# Any info. on Wochica Golden Retrievers



## Goldenrule (Mar 5, 2008)

Hello everyone, I'm new to the Golden Retriever Forum and I'm currently looking to obtain a Golden Retriever puppy. I live on Long Island, NY. I attended a dog show held by the Long Island Golden Retriever Club and was introduced to a breeder named Karin Fisher of Wochica Golden Retrievers. I was just curious if anyone on this forum has any experience with her and the goldens' she has breed. She came Highly recommended by handers at the show. Also does anyone on Long Island now of any other Golden Retrievers breeders in NY?

Thank you and I appreciate any responses.


----------



## paula bedard (Feb 5, 2008)

I just googled the Kennel name and came up with a lot of references to Gold-Rush/ Wochica Champions. I know Gold-Rush is a famous kennel. Sounds worth investigating! Also, Adirondack Golden Retriever's are famous for their hunting dogs. Located in the Adirondack Mountains.


----------



## Swampcollie (Sep 6, 2007)

The Wochica kennel name has been around for a very long time.
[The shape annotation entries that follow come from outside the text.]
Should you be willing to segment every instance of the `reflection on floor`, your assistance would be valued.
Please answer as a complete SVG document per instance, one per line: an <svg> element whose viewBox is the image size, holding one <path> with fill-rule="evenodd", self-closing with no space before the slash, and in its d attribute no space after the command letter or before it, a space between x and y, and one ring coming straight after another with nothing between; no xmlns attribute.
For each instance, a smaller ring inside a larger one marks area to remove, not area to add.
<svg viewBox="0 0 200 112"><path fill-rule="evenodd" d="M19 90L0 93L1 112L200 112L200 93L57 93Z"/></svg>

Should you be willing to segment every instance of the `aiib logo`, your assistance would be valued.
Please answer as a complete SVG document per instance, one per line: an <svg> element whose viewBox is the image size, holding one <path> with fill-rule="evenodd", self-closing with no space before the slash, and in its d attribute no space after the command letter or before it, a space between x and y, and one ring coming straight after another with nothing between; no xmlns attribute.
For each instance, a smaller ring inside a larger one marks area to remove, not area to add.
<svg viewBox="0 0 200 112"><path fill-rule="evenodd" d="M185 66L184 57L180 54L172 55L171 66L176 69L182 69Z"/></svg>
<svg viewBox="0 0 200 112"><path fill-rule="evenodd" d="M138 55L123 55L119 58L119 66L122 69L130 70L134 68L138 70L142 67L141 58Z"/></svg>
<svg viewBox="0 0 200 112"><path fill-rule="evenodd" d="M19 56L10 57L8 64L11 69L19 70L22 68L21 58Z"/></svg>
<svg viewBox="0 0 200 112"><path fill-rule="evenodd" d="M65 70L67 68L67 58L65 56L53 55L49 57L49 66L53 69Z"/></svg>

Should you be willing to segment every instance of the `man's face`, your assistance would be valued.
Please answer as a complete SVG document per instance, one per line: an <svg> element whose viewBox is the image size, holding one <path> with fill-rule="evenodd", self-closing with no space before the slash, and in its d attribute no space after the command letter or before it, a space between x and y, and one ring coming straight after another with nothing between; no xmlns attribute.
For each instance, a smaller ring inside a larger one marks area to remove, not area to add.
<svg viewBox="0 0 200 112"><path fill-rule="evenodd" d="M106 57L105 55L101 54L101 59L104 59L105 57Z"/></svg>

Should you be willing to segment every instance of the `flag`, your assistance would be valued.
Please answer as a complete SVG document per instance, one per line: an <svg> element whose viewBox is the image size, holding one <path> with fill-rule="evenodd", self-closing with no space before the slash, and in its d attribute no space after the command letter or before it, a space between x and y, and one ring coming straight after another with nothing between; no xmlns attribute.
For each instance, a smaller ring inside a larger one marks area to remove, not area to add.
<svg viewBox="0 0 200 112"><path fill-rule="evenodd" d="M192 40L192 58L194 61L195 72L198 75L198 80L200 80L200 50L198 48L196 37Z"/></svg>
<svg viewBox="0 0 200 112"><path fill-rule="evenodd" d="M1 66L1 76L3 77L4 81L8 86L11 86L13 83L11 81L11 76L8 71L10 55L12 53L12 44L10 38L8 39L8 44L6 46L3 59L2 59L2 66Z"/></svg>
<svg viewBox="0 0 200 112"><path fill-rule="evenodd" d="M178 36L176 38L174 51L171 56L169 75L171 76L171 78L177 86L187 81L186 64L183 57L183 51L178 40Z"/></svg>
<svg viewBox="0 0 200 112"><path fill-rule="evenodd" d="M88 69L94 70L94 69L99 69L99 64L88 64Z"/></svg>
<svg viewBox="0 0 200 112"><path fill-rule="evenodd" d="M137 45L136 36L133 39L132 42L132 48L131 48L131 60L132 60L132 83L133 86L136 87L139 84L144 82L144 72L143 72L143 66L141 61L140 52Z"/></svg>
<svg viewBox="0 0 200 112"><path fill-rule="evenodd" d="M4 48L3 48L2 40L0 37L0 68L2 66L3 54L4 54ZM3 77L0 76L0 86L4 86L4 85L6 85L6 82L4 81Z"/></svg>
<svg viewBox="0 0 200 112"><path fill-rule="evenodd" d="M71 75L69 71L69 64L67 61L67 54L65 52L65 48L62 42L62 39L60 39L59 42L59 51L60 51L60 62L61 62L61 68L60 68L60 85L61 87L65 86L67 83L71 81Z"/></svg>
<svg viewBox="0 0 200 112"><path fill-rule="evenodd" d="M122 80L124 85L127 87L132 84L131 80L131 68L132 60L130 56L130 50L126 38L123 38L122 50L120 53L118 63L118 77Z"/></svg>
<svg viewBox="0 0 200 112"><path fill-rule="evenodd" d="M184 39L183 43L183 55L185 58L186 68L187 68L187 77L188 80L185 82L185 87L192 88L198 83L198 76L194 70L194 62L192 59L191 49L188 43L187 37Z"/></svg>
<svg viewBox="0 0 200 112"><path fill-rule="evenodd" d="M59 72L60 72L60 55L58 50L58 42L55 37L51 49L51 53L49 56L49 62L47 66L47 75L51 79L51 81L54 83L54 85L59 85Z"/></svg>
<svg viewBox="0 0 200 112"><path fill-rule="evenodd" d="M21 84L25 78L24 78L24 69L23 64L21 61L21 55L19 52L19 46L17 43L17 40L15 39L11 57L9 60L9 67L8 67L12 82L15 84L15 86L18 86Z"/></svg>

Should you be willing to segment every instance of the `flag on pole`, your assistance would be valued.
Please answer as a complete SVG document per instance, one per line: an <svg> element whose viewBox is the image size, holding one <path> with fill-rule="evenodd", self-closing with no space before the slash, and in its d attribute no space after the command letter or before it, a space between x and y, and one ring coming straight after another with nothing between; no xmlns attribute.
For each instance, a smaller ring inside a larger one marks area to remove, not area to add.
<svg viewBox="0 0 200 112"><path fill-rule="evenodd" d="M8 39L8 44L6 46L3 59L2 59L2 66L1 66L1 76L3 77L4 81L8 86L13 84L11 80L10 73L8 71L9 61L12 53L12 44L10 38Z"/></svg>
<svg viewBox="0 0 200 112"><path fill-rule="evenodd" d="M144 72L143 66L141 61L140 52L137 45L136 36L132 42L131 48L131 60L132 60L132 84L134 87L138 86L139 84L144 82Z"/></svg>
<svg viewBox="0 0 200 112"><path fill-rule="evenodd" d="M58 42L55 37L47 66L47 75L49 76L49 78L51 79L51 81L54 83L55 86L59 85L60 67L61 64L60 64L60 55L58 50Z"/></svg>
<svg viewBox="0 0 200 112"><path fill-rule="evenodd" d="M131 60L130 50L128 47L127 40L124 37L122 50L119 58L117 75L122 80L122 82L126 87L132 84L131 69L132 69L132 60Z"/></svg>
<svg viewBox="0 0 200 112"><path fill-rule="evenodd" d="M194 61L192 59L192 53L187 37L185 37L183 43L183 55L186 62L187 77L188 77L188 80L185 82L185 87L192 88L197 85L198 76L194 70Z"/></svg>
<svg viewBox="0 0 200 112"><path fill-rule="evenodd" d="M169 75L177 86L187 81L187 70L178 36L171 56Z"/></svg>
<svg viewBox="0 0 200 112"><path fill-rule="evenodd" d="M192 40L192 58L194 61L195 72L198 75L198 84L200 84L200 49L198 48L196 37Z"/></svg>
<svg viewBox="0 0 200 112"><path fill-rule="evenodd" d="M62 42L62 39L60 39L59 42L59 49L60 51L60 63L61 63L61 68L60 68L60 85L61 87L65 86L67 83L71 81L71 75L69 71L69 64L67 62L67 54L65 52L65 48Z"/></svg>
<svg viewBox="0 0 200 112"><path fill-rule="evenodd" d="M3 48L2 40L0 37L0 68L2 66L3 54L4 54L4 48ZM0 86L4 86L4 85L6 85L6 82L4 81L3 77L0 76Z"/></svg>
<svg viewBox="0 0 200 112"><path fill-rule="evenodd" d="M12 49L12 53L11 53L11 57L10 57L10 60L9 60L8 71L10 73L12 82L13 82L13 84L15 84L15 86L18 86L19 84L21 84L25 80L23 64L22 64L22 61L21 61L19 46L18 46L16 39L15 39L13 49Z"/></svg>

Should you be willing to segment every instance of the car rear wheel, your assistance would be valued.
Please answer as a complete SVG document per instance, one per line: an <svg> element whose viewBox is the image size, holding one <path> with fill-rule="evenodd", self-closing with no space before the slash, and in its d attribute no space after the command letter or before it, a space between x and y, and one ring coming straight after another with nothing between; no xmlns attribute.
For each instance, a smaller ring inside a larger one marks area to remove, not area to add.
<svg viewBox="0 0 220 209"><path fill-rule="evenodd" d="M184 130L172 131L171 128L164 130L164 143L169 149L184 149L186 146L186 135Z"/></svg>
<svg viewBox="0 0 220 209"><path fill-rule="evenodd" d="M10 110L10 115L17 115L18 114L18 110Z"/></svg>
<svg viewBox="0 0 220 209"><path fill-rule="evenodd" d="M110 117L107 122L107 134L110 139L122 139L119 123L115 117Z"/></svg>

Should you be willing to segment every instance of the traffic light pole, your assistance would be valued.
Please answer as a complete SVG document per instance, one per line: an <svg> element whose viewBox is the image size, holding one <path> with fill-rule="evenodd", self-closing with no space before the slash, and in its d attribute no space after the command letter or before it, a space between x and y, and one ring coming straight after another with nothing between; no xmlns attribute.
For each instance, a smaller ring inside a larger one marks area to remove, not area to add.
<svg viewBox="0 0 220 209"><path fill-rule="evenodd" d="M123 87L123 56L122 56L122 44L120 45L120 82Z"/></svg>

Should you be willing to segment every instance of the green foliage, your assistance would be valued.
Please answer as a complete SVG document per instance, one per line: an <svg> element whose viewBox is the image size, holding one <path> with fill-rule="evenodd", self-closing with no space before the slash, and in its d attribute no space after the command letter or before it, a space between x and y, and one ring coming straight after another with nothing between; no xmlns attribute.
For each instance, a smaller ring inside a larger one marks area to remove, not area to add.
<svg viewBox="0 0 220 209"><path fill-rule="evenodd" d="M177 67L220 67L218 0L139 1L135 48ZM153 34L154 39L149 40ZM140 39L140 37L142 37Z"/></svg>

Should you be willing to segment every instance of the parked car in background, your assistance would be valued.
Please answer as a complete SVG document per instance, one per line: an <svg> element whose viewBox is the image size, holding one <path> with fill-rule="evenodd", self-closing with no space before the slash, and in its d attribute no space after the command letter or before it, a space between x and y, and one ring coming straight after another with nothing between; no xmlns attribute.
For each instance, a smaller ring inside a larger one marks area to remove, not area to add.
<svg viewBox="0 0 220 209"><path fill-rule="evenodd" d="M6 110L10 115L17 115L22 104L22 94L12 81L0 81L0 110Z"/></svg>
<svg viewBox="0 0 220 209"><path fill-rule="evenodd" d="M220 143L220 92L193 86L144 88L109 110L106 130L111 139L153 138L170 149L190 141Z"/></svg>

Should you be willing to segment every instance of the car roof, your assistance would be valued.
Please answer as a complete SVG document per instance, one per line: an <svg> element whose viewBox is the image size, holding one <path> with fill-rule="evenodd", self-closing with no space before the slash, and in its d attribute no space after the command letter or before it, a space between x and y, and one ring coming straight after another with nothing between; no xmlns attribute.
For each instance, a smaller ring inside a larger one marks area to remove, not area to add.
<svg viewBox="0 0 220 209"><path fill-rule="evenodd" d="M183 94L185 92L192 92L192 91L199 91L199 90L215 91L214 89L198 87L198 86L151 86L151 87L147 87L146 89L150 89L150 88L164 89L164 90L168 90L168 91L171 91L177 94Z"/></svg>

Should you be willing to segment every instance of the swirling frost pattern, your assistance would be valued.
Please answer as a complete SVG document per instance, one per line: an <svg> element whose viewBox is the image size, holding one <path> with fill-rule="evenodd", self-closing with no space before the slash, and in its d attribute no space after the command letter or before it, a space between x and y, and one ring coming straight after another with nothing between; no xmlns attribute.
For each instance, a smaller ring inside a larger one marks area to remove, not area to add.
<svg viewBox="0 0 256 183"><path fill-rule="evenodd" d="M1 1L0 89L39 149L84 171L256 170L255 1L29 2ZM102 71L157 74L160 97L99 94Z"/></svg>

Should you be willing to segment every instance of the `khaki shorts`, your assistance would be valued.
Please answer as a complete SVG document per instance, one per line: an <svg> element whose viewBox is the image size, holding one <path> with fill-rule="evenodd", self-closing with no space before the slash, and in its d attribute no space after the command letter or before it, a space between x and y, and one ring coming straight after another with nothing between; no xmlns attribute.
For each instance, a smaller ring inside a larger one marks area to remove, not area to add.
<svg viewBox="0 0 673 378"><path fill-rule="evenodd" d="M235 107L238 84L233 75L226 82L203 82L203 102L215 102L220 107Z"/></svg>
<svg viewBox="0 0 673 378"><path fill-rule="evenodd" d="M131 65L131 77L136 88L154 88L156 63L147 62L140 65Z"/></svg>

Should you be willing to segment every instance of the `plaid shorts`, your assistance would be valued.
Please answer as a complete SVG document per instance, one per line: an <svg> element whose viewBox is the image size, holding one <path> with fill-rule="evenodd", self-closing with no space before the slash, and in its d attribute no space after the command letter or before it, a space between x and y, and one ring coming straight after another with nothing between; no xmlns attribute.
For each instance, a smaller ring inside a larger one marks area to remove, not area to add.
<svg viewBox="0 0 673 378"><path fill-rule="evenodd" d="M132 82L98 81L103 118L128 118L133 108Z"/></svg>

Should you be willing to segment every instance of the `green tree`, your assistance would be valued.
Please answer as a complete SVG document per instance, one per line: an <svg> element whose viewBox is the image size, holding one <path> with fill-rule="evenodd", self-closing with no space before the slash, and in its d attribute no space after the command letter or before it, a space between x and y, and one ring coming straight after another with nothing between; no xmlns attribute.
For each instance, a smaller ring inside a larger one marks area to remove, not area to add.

I would however ask a few questions to make certain this generation of breeder is as good as the previous generations.


----------



## Pointgold (Jun 6, 2007)

Swampcollie said:


> The Wochica kennel name has been around for a very long time. I would however ask a few questions to make certain this generation of breeder is as good as the previous generations.


I believe that Karin Fisher and her mother Janet Bunce still operate the kennel and breeding program together. I may be wrong, but while she no longer actively handles, Janet is still involved.


----------



## jholleran24 (Jun 30, 2008)

Don't know if you got a puppy yet but my family has purchased two puppies from Wochica's line. The first was from Janet, that dog was the perfect babysitter, obedient and caring. Lived for 10 years. The second one we got from Karen, Chelsea lived 13 years and was the model child for Wochica dogs. I will get my next golden from karen, hopefully she will still be breeding. Neither dog had hip problems which is very popular in these dogs.Chelsea was a georgeous blonde, perfect dispostion, easy to train. She gave her heart and soul to our family. I recommend a Wochica golden to anyone looking for a good friend.


----------



## Melliman (Jul 10, 2008)

I'm thrilled to see the Wochica name mentioned here - we purchased Greta from Karen in 1989 - Greta was simply the most fantastic dog I've known - beautiful, intelligent, playful, docile - great with children even though we didn't have any at the time. Despite the fact that she's been gone for six years now (she lived until 14), I talk about her constantly, especially now that we're looking for a new puppy. I wish that I still lived in NY - I'd contact Karen in a heartbeat - in fact, I'd consider driving cross-country (again!) if she had the right dog for us.


----------



## Minnie (May 6, 2010)

My golden was related to wochicas, he lived to 17 .


----------



## Minnie (May 6, 2010)

try maureen quinlan of long island grc


----------



## eeneymeanymineymo (Oct 5, 2009)

I have know Karin (daughter) and Janet (mother) for over 10 years since my first show dog came from them. They breed under the Wochica kennel prefix and both are very lovely ladies. 

If they don't have puppies, they have many connections with other local breeders on Long Island.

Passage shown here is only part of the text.